上越の沢の中でも、白毛門沢は明るい渓相と易しさとで初心者向けの楽しい沢として知られています。沢に癒しを求める派の自分としてはぜひ一度遡行してみたいと思うものの、この一本のために土合まで行くのもお金と時間の効率がよろしくありません。そこで考えたのが、「土合山の家」をベースにして二日がかりで白毛門沢とゼニイレ沢を遡行するパチンコです。

2008/10/04

■09:00 土合駅 ■09:20-35 東黒沢入渓点 ■10:05 白毛門沢出合

朝一番の電車を乗り継いで土合駅に降り立ち、身繕いなど済ませてからおもむろに出発。この日は大快晴で、駅前から右手に白毛門の山頂がはっきりと見えます。その山頂の少し下に立つ岩峰のジジ岩も見えていて、どうやら楽しい遡行になりそうな予感。

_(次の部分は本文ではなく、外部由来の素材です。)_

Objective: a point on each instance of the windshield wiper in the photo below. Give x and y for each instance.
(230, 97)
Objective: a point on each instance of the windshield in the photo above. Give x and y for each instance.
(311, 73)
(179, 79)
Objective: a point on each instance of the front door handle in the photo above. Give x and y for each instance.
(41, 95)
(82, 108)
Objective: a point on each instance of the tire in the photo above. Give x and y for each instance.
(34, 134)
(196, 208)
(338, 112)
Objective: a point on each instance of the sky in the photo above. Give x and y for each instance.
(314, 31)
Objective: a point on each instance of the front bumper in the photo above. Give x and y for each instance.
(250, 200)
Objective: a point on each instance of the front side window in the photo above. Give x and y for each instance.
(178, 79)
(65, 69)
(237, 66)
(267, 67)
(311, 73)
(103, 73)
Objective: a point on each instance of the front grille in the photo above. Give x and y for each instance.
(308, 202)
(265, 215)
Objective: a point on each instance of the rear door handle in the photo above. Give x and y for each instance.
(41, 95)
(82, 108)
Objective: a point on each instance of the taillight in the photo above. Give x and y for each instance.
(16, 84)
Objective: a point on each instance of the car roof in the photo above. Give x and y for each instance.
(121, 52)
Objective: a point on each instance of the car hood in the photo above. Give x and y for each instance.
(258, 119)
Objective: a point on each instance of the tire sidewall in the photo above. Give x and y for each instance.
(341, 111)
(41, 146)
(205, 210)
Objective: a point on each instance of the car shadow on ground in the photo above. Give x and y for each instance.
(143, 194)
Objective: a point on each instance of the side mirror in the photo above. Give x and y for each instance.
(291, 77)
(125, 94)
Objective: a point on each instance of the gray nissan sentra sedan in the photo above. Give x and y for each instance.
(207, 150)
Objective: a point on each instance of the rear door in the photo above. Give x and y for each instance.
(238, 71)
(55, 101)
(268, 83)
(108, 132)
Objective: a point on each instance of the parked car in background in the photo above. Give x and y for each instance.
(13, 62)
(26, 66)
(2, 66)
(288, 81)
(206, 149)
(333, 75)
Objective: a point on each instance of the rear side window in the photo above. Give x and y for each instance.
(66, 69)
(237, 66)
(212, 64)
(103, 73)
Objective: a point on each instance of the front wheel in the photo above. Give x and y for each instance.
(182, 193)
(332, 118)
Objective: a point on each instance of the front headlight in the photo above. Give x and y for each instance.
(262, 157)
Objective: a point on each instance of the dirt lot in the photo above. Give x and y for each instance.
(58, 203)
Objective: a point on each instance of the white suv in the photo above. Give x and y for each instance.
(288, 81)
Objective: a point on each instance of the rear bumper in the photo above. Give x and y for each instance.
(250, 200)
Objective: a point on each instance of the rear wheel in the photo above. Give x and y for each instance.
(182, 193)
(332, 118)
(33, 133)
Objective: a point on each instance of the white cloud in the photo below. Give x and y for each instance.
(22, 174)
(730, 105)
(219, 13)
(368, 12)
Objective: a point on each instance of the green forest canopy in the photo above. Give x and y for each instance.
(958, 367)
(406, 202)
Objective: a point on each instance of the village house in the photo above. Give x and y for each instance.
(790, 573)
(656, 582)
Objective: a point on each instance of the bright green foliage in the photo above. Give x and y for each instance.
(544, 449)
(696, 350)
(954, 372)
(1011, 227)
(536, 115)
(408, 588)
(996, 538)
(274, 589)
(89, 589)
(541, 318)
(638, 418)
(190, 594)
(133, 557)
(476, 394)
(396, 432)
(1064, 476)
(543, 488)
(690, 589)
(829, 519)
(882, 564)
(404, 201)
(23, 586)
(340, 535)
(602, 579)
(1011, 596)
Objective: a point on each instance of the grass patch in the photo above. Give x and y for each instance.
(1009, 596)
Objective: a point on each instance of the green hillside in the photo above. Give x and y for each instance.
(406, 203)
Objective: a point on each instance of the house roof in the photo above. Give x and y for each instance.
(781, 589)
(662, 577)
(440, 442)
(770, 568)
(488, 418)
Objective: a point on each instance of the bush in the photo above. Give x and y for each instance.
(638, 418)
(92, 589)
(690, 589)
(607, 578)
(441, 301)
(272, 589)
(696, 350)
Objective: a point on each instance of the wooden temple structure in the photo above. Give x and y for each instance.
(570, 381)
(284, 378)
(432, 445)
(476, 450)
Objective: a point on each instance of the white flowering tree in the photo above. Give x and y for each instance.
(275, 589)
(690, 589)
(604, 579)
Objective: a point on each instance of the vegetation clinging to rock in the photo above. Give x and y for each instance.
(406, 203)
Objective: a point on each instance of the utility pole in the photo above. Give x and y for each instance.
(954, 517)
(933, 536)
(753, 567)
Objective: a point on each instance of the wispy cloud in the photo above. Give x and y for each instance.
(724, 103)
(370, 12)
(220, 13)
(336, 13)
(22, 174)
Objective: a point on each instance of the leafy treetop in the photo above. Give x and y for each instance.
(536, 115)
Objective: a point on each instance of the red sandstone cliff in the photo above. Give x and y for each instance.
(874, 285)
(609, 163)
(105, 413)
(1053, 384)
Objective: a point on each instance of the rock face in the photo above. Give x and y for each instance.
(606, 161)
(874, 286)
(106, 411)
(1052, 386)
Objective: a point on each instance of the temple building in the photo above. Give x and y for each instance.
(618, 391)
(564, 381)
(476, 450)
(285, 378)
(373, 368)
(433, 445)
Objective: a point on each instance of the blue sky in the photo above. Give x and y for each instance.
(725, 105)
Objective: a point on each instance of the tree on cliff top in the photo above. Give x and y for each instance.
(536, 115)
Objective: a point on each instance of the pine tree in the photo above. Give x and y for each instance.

土合橋の手前から駐車場経由で東黒沢の左岸の道を少し遡り、そのまま河原に下りたところで沢装備を身につけました。最初は数名のパーティーの後につくかたちになりましたが、ハナゲの滝を見上げるあたりで抜かさせていただき、あとは単独行の気楽さですたすたと登ると白毛門沢出合。右にそのまま東黒沢を詰めて行けば尾根を越えてウツボギ沢からナルミズ沢へつなげることができますが、今日の目的である白毛門沢はここに90度の角度で出合う左の沢。こちらに入ってすぐに6mのナメ滝を左から越え、5m横滝でずるずる滑ったり5mトイ状滝を右から慎重に越えたりするうちに、いつしか連瀑帯に入っていきます。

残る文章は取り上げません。